Holga, Holga... sweet, sweet Holga. With the level of love I have for these images Holga will be the name of my third child.
I became intruiged by Holga after perusing galleries on Flickr. But just like with most films and cameras that spark an interest, I see forms that compel me, but rarely the content to match. That was how I got started on SX-70 - seeing flowers and adult portraits and thinking, "photographs of children would be incredible in this form." So also with Holga.
For those new to this camera, it's plastic. It feels like a cloud in your hand. It makes you feel like nothing can possibly be happening when you press the shutter. Which is a loud tink before you manually advance the film. It has less heft than a disposable, if you can picture it. It's called a toy camera for a reason.
Have you seen that documentary about rock 'n roll with The Edge, Jack White and Jimmy Page? The Edge is the technician; equivalent in photographer terms to the gear-head with eight lenses for photographing the bald eagle that passes over an obscure rock formation 80 miles from his house once a year. It's about the detail. He is master of form. Jimmy Page is the soulful one. Like a traditional, old-school film shooter, he feels the ins and outs in his bones. He understands the blacks and whites, dodging and burning. He is the old dog. And then there's Jack.
Jack shares a bit about his background (coming from of a family of 10 kids) and how thrift and ingenuity were central to his self-described low-income background in Detroit. It formed in him a passion for sound made on completely elemental objects. Remember making a guitar from string and a tissue box in kindergarten? He's that dude. And as a photographer Jack White would be using old brownies (he probably does), box cameras, and definitely, absolutely a Holga.
Although it does have a few manual controls, its a point and shoot. You the artist are dependent entirely on your eye, your heart and your skill to produce a photograph. There are crude, wonderful symbols atop the lens of one person, three people, a group and a mountain. Hard to mess up. As a maker, I absolutely thrive in these conditions.

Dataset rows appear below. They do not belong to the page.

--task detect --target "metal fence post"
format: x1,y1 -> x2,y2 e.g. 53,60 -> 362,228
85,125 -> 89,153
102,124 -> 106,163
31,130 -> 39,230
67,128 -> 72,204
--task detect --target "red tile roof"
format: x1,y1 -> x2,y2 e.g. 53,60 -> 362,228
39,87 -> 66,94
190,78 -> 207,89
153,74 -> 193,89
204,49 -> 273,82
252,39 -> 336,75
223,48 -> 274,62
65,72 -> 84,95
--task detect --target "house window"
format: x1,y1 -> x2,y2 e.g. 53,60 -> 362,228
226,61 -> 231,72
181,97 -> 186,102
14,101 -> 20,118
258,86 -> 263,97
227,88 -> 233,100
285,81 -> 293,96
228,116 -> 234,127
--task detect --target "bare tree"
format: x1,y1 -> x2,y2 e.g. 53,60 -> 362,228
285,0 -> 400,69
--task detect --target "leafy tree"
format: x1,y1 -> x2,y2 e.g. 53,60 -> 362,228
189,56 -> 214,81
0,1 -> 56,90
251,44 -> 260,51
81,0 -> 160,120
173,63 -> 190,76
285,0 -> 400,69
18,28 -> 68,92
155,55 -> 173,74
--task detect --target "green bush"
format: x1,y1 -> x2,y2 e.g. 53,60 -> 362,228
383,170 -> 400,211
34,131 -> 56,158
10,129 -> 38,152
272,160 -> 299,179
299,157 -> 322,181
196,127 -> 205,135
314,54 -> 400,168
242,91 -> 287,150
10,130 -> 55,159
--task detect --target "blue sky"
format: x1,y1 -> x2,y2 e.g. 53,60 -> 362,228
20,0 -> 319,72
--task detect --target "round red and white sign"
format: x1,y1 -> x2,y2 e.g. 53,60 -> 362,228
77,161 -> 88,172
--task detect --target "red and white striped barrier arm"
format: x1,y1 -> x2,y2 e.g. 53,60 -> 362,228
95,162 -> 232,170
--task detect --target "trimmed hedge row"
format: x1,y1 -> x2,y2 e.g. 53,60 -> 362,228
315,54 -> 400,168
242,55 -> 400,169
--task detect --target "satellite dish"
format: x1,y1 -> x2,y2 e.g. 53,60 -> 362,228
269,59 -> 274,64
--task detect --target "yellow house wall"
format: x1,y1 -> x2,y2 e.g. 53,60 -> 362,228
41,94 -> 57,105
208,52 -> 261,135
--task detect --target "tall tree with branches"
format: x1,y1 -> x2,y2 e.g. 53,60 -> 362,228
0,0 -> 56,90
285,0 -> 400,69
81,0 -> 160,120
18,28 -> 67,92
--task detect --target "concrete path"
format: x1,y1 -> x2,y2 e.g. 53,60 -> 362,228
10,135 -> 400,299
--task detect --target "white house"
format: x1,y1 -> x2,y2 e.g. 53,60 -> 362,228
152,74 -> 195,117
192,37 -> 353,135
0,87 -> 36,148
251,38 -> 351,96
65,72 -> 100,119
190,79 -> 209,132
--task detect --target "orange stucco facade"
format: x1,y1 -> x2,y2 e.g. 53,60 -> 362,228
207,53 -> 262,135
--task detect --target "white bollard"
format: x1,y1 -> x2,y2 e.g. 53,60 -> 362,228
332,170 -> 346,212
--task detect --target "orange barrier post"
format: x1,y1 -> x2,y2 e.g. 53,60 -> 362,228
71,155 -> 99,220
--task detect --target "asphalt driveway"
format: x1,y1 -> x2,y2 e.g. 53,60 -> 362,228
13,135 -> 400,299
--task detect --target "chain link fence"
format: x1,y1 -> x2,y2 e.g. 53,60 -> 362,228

I love constraint. I love the nausea (yes nausea) of shooting film, especially knowing I only have 12 frames (or 10 in this case, because I accidentally overwound it at the start).
I once read in an Instagram post from a mother, "I am proud of how we are raising our kids." The thought was straightforward and beautiful. Pride in her work. I have tried to live in such a way where I can say that phrase to myself at the end of the night. Like life, it waxes, it wanes. I have found the same to be true with my work. But I am aiming for that goal, to be able to say: I am proud of the work I made. I feel that way with this roll, and for that I am grateful.
I took a different approach with this set. I asked a friend if I could photograph her daughter and paid her in flowers and gummy snacks. I made a shot list, half of physical starting points (like hands up or hugging yourself) and half of emotional states (small in a big world, light and shadow). Working this way draws out an entirely different skill set than I ever developed with digital. Of course the great benefit of digital is being able to click away, being highly responsive to your environment almost as though you're shooting video. A blessing and a curse.
With film I have a different workflow. I intend. The work is not documentary, it is not reactive. It is composed. A specific end is sought. One of my husband and my's favorite movies is Ratatouille (we love animation, okay?) in which the antagonist (a food critic) says, "If I don't love it, I don't swallow." Not only is that a good modus operandi in life generally but is also my filmic philosophy. If the composition is not perfect, I do not press the shutter. Naturally, this causes quality to rise.
I remember watching an interview with well-known wedding photographer Jonas Peterson in which the interviewer asked him, "So what do you shoot for fun?" He replied with a smile, "weddings." I loved that answer! I saw the clip during a time when I was still shooting families on digital, clawing for a justification to keep going when I found it grating at best. I would soon realize that it was because shooting families gave me access to the thing I love to photograph: children.
During this shoot there was a moment when I saw the light coming through my subject's hair. How can I describe the feeling? If panic were a good thing. Not bliss, not inspiration. A must-move-fast elation. An electricity, a happy panic. Photographing children on film is what gives me this delight. I have been thinking about why. Because of the juxtaposition I think; the innocence of childhood with the grit of film. Their great potential and great vulnerability. And film's tactile, worldly roots. A visual diary of curse and promise.
Do you shoot Holga? As a new convert, I am on fire for it and will try to convince you if you don't. That is, if you like dream-like imagery. If you connect with imperfection, distortion and filmic vignetting. And if you use photography as a portal, not to another world but to the world we know most intimately: feeling.